Sad endings can work, but even with those an element of 'hope' might be appropriate.  

Is sadness and despair how you want to leave the readers when they read 'the end'? Maybe, maybe not.


----------



## sashamerideth (Jan 28, 2012)

I am unsure here. My plan is for my main character to die, but the remaining characters continue with their other goals.


----------



## Anders Ã„mting (Jan 28, 2012)

I am quite against sad endings. Heck, I don't even like bittersweet endings, but sad endings are right out.

I make exceptions for _tragedies_, because a tragedy isn't the same thing as a sad story. Tragedies are about characters who ruin and destroy themselves as a result of their choices and character flaws. A true tragic ending feels appropriate because it's what the protagonist was heading for all along.

See, I don't necessarily _like _tragedies, but I can respect them because writing a decent one takes a bit of skill. But if a story is just sad for no particular reason, and the hero dies or the lovers are separated just because life is random and unfair... that just kinda pisses me off! I read books to _get away _from the harsh realities of life.


----------



## Devor (Jan 29, 2012)

mirrorrorrim said:


> What can I do? Can I still be true to my original story, disregarding its probable impact, or should I rewrite it in such a way that my audience and I will be happier?



I was always taught that good writing is first and foremost about delivering an impact to your readers, and not just about telling whatever story you want to tell.  In my opinion, you bend the story to make the impact you want to make, rather than stick to your story readers be darned.

As a reader, and a writer, I like when the ending is happy, but the penultimate climax is tragic.  I feel that there needs to be a permanent loss of some kind in order for the conflict have real meaning.

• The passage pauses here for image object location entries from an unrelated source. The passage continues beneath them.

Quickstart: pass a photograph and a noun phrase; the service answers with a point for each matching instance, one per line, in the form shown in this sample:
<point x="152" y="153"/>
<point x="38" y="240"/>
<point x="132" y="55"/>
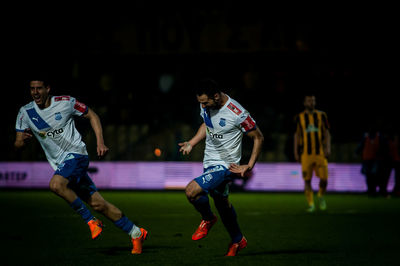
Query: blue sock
<point x="202" y="205"/>
<point x="81" y="208"/>
<point x="125" y="224"/>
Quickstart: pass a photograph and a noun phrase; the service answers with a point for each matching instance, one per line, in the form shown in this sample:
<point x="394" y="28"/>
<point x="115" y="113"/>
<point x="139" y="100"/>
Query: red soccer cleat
<point x="138" y="242"/>
<point x="96" y="227"/>
<point x="234" y="248"/>
<point x="203" y="228"/>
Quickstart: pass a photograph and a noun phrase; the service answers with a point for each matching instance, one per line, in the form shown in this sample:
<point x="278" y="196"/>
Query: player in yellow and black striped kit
<point x="312" y="147"/>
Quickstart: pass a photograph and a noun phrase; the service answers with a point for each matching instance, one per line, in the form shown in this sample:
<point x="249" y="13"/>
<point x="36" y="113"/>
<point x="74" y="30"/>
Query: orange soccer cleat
<point x="138" y="242"/>
<point x="234" y="248"/>
<point x="203" y="228"/>
<point x="96" y="227"/>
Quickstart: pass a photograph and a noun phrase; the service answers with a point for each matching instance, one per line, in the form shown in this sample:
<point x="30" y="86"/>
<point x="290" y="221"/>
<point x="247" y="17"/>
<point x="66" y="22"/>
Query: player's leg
<point x="307" y="165"/>
<point x="322" y="173"/>
<point x="197" y="193"/>
<point x="59" y="185"/>
<point x="229" y="218"/>
<point x="199" y="198"/>
<point x="138" y="235"/>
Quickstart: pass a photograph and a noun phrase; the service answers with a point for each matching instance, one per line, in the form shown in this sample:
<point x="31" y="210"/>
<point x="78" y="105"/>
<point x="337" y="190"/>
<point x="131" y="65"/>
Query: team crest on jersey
<point x="57" y="116"/>
<point x="234" y="109"/>
<point x="42" y="134"/>
<point x="222" y="122"/>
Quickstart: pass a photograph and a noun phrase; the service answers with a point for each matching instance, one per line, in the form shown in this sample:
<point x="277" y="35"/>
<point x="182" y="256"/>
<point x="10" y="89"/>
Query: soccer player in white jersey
<point x="51" y="120"/>
<point x="225" y="121"/>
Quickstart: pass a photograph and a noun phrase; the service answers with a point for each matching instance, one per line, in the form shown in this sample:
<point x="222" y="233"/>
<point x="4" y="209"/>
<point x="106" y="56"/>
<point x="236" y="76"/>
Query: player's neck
<point x="224" y="99"/>
<point x="310" y="111"/>
<point x="46" y="103"/>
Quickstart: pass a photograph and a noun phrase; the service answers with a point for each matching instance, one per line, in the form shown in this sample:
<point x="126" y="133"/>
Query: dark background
<point x="114" y="64"/>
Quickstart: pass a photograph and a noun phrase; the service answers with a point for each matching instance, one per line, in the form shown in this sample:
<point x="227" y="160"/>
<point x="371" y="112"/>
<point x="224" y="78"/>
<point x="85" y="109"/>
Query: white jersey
<point x="224" y="132"/>
<point x="54" y="127"/>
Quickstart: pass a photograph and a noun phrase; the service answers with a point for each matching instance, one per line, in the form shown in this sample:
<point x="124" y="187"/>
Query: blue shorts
<point x="215" y="180"/>
<point x="74" y="168"/>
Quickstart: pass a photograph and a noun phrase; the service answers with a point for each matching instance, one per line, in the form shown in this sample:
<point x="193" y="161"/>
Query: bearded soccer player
<point x="225" y="122"/>
<point x="51" y="120"/>
<point x="312" y="147"/>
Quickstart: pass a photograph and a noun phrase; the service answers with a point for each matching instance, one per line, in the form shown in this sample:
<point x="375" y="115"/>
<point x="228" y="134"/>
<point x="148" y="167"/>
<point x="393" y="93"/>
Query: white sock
<point x="135" y="232"/>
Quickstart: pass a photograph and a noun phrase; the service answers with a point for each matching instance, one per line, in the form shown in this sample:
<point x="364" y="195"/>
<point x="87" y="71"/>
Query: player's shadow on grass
<point x="114" y="251"/>
<point x="280" y="252"/>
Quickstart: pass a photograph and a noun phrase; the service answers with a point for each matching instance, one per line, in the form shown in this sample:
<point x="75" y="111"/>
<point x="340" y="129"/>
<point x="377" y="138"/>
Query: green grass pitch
<point x="38" y="228"/>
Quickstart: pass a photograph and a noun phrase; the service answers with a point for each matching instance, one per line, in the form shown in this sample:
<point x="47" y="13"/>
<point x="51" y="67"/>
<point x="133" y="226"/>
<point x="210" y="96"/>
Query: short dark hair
<point x="40" y="76"/>
<point x="207" y="86"/>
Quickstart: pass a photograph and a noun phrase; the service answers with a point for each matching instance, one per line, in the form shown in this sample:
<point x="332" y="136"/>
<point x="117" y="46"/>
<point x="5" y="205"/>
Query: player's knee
<point x="191" y="192"/>
<point x="99" y="206"/>
<point x="56" y="186"/>
<point x="190" y="195"/>
<point x="222" y="202"/>
<point x="323" y="183"/>
<point x="307" y="184"/>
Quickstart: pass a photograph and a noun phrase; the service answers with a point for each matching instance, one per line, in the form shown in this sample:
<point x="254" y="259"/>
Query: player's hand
<point x="239" y="169"/>
<point x="102" y="150"/>
<point x="297" y="157"/>
<point x="27" y="134"/>
<point x="327" y="152"/>
<point x="186" y="148"/>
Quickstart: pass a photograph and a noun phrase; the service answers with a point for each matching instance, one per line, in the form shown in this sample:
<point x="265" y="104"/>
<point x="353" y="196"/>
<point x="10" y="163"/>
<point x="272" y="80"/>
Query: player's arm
<point x="186" y="147"/>
<point x="327" y="143"/>
<point x="21" y="137"/>
<point x="296" y="146"/>
<point x="94" y="119"/>
<point x="327" y="136"/>
<point x="258" y="140"/>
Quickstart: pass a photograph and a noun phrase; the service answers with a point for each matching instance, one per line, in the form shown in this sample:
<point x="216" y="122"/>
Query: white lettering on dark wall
<point x="13" y="176"/>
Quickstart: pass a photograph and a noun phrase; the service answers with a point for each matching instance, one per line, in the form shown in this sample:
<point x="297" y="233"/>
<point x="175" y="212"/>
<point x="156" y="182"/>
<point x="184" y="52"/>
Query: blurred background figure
<point x="371" y="150"/>
<point x="312" y="147"/>
<point x="392" y="161"/>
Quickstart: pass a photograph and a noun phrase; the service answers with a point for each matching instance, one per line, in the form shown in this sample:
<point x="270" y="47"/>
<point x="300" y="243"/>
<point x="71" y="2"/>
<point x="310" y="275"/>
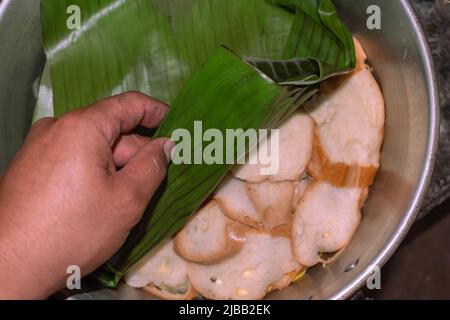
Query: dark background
<point x="420" y="269"/>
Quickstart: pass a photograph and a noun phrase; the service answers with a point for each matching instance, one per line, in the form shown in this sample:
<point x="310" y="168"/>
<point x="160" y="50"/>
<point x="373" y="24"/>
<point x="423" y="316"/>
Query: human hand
<point x="64" y="202"/>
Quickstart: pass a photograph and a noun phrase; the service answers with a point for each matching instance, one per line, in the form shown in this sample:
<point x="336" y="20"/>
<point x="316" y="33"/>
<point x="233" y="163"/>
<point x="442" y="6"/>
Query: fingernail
<point x="168" y="148"/>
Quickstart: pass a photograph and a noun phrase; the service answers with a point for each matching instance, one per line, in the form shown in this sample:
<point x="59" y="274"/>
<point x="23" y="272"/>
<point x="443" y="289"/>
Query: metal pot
<point x="402" y="63"/>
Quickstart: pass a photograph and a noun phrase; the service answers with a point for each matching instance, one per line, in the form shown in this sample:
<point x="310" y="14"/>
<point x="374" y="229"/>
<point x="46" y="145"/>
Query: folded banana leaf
<point x="173" y="50"/>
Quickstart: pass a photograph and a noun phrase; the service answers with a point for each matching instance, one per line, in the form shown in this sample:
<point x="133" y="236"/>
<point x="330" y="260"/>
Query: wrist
<point x="19" y="275"/>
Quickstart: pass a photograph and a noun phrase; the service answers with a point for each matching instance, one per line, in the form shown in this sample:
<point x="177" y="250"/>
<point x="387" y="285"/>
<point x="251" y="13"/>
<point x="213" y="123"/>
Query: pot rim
<point x="399" y="234"/>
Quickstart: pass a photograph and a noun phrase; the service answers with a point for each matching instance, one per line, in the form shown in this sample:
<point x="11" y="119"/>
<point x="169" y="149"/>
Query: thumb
<point x="143" y="173"/>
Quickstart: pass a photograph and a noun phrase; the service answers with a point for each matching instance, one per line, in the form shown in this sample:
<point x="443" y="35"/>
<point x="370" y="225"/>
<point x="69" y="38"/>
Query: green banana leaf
<point x="169" y="49"/>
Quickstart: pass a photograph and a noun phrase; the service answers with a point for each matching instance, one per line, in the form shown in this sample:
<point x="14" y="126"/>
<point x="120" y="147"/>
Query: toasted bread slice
<point x="349" y="117"/>
<point x="210" y="236"/>
<point x="163" y="273"/>
<point x="233" y="199"/>
<point x="273" y="200"/>
<point x="295" y="149"/>
<point x="264" y="261"/>
<point x="325" y="221"/>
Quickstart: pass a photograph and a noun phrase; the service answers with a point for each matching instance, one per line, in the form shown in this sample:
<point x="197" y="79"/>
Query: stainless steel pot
<point x="403" y="66"/>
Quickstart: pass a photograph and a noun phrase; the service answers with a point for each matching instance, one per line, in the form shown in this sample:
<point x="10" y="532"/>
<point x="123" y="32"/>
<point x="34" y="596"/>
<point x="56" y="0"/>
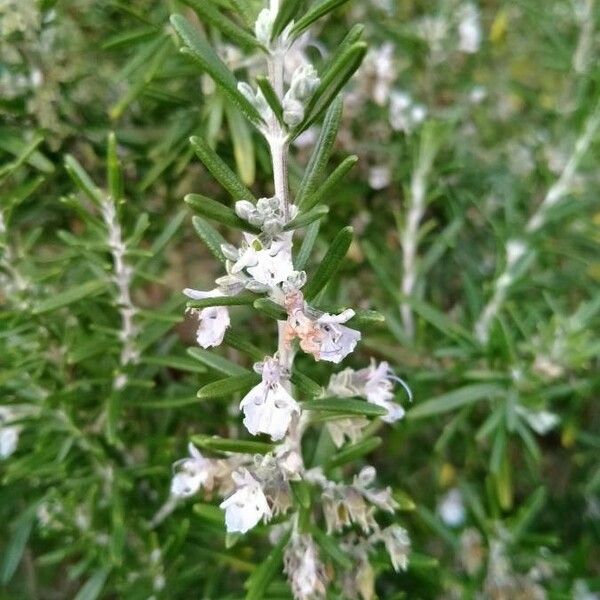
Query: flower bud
<point x="293" y="111"/>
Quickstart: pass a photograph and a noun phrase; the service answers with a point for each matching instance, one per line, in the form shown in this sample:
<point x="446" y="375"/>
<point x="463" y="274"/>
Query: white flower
<point x="213" y="320"/>
<point x="305" y="572"/>
<point x="320" y="334"/>
<point x="380" y="176"/>
<point x="273" y="265"/>
<point x="268" y="407"/>
<point x="336" y="340"/>
<point x="378" y="390"/>
<point x="305" y="81"/>
<point x="191" y="474"/>
<point x="247" y="505"/>
<point x="542" y="421"/>
<point x="9" y="434"/>
<point x="264" y="26"/>
<point x="451" y="509"/>
<point x="469" y="29"/>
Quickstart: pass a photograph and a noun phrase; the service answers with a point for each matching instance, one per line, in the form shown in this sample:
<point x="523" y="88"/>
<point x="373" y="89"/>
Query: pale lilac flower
<point x="247" y="505"/>
<point x="213" y="321"/>
<point x="378" y="390"/>
<point x="306" y="573"/>
<point x="451" y="508"/>
<point x="268" y="407"/>
<point x="191" y="474"/>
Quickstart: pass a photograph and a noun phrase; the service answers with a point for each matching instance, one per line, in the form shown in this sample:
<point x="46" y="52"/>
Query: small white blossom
<point x="469" y="29"/>
<point x="378" y="390"/>
<point x="451" y="509"/>
<point x="264" y="26"/>
<point x="9" y="434"/>
<point x="247" y="505"/>
<point x="191" y="474"/>
<point x="320" y="334"/>
<point x="305" y="81"/>
<point x="306" y="573"/>
<point x="213" y="321"/>
<point x="268" y="407"/>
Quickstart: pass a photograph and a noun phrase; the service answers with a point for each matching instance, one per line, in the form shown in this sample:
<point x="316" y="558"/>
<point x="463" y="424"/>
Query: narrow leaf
<point x="75" y="294"/>
<point x="13" y="551"/>
<point x="211" y="237"/>
<point x="270" y="308"/>
<point x="331" y="84"/>
<point x="216" y="362"/>
<point x="82" y="180"/>
<point x="243" y="144"/>
<point x="320" y="156"/>
<point x="306" y="218"/>
<point x="315" y="13"/>
<point x="228" y="386"/>
<point x="271" y="97"/>
<point x="353" y="452"/>
<point x="218" y="444"/>
<point x="266" y="571"/>
<point x="310" y="237"/>
<point x="114" y="174"/>
<point x="201" y="51"/>
<point x="94" y="585"/>
<point x="330" y="264"/>
<point x="287" y="11"/>
<point x="220" y="171"/>
<point x="211" y="209"/>
<point x="209" y="14"/>
<point x="454" y="399"/>
<point x="345" y="406"/>
<point x="325" y="190"/>
<point x="239" y="300"/>
<point x="330" y="547"/>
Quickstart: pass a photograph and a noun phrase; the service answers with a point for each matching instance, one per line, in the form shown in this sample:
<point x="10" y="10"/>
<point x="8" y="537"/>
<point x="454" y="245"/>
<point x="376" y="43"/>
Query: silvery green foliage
<point x="279" y="483"/>
<point x="475" y="125"/>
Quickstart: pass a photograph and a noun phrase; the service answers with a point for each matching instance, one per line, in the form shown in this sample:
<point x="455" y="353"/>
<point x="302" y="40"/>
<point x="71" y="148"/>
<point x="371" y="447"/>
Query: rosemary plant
<point x="259" y="480"/>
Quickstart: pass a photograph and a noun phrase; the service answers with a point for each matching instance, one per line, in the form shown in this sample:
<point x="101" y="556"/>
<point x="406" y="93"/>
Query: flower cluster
<point x="256" y="488"/>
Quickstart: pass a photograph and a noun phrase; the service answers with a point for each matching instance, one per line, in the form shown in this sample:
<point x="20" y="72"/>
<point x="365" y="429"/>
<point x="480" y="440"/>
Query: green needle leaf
<point x="455" y="399"/>
<point x="345" y="406"/>
<point x="220" y="171"/>
<point x="306" y="218"/>
<point x="353" y="452"/>
<point x="330" y="264"/>
<point x="197" y="47"/>
<point x="320" y="156"/>
<point x="75" y="294"/>
<point x="315" y="13"/>
<point x="211" y="237"/>
<point x="325" y="190"/>
<point x="218" y="444"/>
<point x="211" y="209"/>
<point x="210" y="14"/>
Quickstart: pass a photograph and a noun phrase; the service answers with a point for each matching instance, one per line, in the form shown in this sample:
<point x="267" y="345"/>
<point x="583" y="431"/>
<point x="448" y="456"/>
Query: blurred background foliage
<point x="496" y="462"/>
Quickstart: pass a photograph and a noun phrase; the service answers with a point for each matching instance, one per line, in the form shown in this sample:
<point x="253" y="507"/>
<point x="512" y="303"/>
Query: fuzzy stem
<point x="554" y="196"/>
<point x="122" y="276"/>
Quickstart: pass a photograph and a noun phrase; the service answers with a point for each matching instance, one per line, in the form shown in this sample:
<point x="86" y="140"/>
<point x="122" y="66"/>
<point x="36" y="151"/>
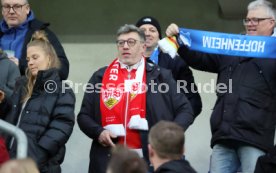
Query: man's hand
<point x="105" y="138"/>
<point x="172" y="30"/>
<point x="2" y="96"/>
<point x="15" y="60"/>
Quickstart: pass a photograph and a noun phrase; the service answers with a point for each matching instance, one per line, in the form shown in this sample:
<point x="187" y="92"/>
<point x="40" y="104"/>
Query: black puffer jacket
<point x="247" y="111"/>
<point x="47" y="119"/>
<point x="170" y="106"/>
<point x="175" y="166"/>
<point x="36" y="25"/>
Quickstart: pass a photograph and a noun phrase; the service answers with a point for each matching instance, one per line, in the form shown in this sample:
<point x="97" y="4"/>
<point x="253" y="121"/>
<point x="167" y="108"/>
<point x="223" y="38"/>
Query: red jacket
<point x="4" y="155"/>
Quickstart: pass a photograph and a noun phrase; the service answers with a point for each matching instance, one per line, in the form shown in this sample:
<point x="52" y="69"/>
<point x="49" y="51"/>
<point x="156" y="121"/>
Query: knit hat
<point x="150" y="20"/>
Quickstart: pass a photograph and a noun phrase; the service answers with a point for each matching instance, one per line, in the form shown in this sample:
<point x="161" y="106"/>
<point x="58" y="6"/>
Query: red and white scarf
<point x="123" y="102"/>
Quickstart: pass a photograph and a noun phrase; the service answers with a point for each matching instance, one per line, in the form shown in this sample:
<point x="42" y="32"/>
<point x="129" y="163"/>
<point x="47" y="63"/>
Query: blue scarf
<point x="154" y="55"/>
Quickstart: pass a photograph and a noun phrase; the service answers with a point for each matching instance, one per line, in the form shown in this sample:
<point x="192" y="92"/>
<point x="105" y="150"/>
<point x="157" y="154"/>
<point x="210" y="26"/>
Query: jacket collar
<point x="4" y="26"/>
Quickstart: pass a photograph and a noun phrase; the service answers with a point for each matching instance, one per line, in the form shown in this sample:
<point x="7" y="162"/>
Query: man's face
<point x="130" y="48"/>
<point x="17" y="15"/>
<point x="259" y="23"/>
<point x="152" y="35"/>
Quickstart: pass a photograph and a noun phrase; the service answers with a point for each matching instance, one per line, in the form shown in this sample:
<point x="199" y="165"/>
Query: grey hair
<point x="268" y="6"/>
<point x="125" y="29"/>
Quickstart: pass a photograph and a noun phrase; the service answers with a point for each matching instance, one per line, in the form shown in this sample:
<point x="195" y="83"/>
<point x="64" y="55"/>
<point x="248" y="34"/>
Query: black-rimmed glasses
<point x="15" y="8"/>
<point x="254" y="21"/>
<point x="130" y="42"/>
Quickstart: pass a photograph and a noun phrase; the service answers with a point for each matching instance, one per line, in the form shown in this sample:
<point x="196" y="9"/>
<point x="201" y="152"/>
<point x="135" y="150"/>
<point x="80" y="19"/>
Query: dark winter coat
<point x="182" y="72"/>
<point x="171" y="106"/>
<point x="47" y="119"/>
<point x="175" y="166"/>
<point x="247" y="111"/>
<point x="36" y="25"/>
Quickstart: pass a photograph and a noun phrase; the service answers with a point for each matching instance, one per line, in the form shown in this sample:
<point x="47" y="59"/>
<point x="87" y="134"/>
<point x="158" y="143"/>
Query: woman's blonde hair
<point x="39" y="38"/>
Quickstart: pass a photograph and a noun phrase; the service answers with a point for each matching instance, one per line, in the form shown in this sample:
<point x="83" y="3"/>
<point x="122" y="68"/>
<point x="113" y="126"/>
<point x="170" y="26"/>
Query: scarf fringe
<point x="138" y="123"/>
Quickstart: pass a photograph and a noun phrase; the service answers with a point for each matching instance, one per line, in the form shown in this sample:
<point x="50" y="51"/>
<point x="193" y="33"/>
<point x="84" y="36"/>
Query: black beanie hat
<point x="150" y="20"/>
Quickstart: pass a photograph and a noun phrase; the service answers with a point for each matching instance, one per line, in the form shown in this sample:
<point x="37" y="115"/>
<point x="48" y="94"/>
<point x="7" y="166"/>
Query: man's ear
<point x="151" y="150"/>
<point x="28" y="7"/>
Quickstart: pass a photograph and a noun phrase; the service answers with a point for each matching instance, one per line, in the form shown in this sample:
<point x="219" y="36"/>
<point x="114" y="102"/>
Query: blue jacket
<point x="35" y="25"/>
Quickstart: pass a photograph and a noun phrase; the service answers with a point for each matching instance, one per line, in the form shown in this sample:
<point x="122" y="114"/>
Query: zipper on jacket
<point x="126" y="108"/>
<point x="18" y="121"/>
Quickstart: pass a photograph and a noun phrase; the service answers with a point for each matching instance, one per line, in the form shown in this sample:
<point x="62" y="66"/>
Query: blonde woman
<point x="40" y="107"/>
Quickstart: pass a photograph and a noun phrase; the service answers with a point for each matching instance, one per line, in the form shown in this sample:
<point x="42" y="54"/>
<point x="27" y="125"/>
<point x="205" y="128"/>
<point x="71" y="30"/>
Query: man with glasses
<point x="124" y="100"/>
<point x="16" y="29"/>
<point x="242" y="122"/>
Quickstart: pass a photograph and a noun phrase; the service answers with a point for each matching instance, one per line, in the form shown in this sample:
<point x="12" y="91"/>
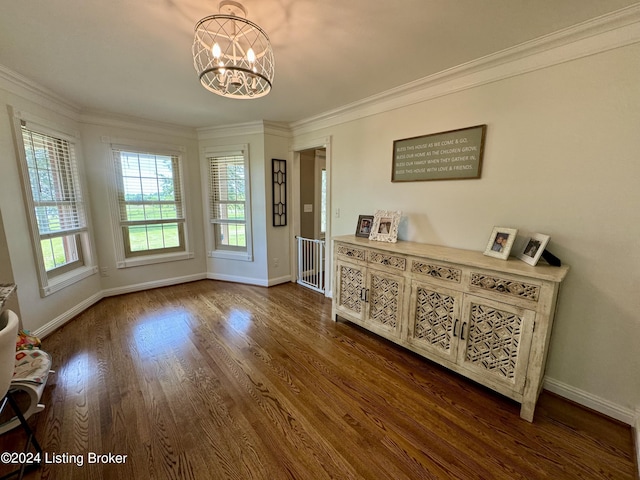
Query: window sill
<point x="59" y="282"/>
<point x="229" y="255"/>
<point x="152" y="259"/>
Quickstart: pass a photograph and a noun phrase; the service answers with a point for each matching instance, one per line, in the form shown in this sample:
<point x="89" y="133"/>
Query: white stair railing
<point x="311" y="263"/>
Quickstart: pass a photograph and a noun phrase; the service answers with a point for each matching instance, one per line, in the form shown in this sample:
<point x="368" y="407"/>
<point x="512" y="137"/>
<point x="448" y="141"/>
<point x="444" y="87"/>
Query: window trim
<point x="243" y="254"/>
<point x="155" y="256"/>
<point x="59" y="278"/>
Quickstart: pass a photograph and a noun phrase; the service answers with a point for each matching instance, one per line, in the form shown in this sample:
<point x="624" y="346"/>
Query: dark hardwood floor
<point x="214" y="380"/>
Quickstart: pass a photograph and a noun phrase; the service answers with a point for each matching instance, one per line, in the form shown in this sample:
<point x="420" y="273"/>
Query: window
<point x="56" y="207"/>
<point x="150" y="204"/>
<point x="229" y="206"/>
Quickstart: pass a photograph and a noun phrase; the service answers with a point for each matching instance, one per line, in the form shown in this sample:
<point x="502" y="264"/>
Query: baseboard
<point x="110" y="292"/>
<point x="49" y="327"/>
<point x="600" y="405"/>
<point x="260" y="282"/>
<point x="278" y="280"/>
<point x="636" y="438"/>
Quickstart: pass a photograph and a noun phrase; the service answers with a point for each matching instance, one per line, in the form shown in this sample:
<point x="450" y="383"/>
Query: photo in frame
<point x="500" y="242"/>
<point x="363" y="228"/>
<point x="529" y="249"/>
<point x="385" y="226"/>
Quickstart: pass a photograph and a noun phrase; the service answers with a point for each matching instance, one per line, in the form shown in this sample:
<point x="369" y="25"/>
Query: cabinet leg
<point x="526" y="411"/>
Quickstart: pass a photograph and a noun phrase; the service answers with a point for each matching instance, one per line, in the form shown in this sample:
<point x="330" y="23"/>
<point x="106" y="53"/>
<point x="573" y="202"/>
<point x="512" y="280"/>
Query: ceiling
<point x="133" y="58"/>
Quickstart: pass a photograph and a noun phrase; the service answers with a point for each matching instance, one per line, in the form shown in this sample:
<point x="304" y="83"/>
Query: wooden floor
<point x="213" y="380"/>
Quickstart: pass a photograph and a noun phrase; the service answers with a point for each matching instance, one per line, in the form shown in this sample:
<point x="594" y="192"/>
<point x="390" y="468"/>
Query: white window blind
<point x="55" y="188"/>
<point x="228" y="201"/>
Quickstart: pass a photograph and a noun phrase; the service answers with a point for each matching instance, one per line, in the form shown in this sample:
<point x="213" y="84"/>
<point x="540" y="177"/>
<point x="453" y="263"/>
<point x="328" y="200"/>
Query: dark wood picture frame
<point x="363" y="228"/>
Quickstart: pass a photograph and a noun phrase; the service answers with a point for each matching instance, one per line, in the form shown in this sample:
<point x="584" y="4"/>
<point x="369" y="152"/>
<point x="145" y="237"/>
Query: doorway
<point x="312" y="208"/>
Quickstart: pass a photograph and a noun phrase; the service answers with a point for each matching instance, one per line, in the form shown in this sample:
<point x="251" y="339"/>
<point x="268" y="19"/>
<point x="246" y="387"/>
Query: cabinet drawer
<point x="348" y="251"/>
<point x="504" y="286"/>
<point x="434" y="270"/>
<point x="388" y="260"/>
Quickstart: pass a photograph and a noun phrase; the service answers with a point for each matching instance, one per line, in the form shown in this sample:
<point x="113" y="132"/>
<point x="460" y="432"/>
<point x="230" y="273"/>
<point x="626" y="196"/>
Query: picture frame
<point x="385" y="226"/>
<point x="363" y="228"/>
<point x="501" y="242"/>
<point x="530" y="248"/>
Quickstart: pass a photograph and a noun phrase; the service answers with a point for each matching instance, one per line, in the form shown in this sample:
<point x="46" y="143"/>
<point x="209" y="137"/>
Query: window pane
<point x="149" y="191"/>
<point x="60" y="251"/>
<point x="230" y="235"/>
<point x="154" y="237"/>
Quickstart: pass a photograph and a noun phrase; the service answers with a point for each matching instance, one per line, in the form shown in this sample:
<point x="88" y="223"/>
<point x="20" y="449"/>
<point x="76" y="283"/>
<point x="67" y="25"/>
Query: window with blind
<point x="58" y="206"/>
<point x="55" y="205"/>
<point x="229" y="206"/>
<point x="150" y="203"/>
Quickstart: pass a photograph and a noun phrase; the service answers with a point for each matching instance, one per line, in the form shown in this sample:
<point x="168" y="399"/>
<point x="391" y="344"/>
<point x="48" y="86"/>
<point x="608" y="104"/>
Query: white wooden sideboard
<point x="485" y="318"/>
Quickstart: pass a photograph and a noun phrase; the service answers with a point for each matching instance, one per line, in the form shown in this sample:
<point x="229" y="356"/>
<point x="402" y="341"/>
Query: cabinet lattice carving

You can figure out how those thoughts figure into your story.  I will say that in my story I've constructed a small town that I really love, my MC's home town, and I'm struggling because my original outline called for it to burn down.  So I created _another_ town to burn down instead, which I also have come to really like, and I can see with my eyeballs that it was a cop-out to do so.  I'm not sure what I'm going to do just yet.  I think the first town may burn down as I had planned, and the second town will help to mitigate the fallout.  "We can rebuild!  Survivors came here."  That kind of thing.  The reason it's difficult, though, is because the towns are relatively original and idyllic.  I've created other locations that were easy, even fun to destroy.


----------



## void141 (Jan 29, 2012)

You could maybe try writing the ending as you initially conceived it, but giving the remaining characters (I somehow suppose that there will be dead people and alive people in the end) some positive, optimistic closure. Something along the lines of - dead is dead, tragedy is tragedy, but we have to live on because blah blah... That way readers will go through this catharsis that all of us experience when faced with tragedy in the works of art, but they are not left without hope, alone in the dark and despair.


----------



## Voldermort (Jan 30, 2012)

"The Grey" shows you that sad endings are acceptable.


----------



## mirrorrorrim (Jan 30, 2012)

Thank you so much for your help, everyone! As I've read your comments, I realize that it would be unfair to both my readers and nd my story to change the ending and make it happier. Chilari, just like yours, my story builds to the ending I have planned, and I don't think it would feel genuine to change that. But I also don't want to leave my readers depressed at the end. ScipioSmith, I don't think I'm prolific enough of a writer to want to do all the rewrites necessary to give my story a different tone! San Cidolfus, I'm definitely a character-oriented writer, if that's what you're asking. I try not to ever have any of my characters do anything unnatural just to move the plot along. Because of this, I don't think I can change the ending just by giving my characters "free reign"–it's their own decisions that lead them ending into being what it is.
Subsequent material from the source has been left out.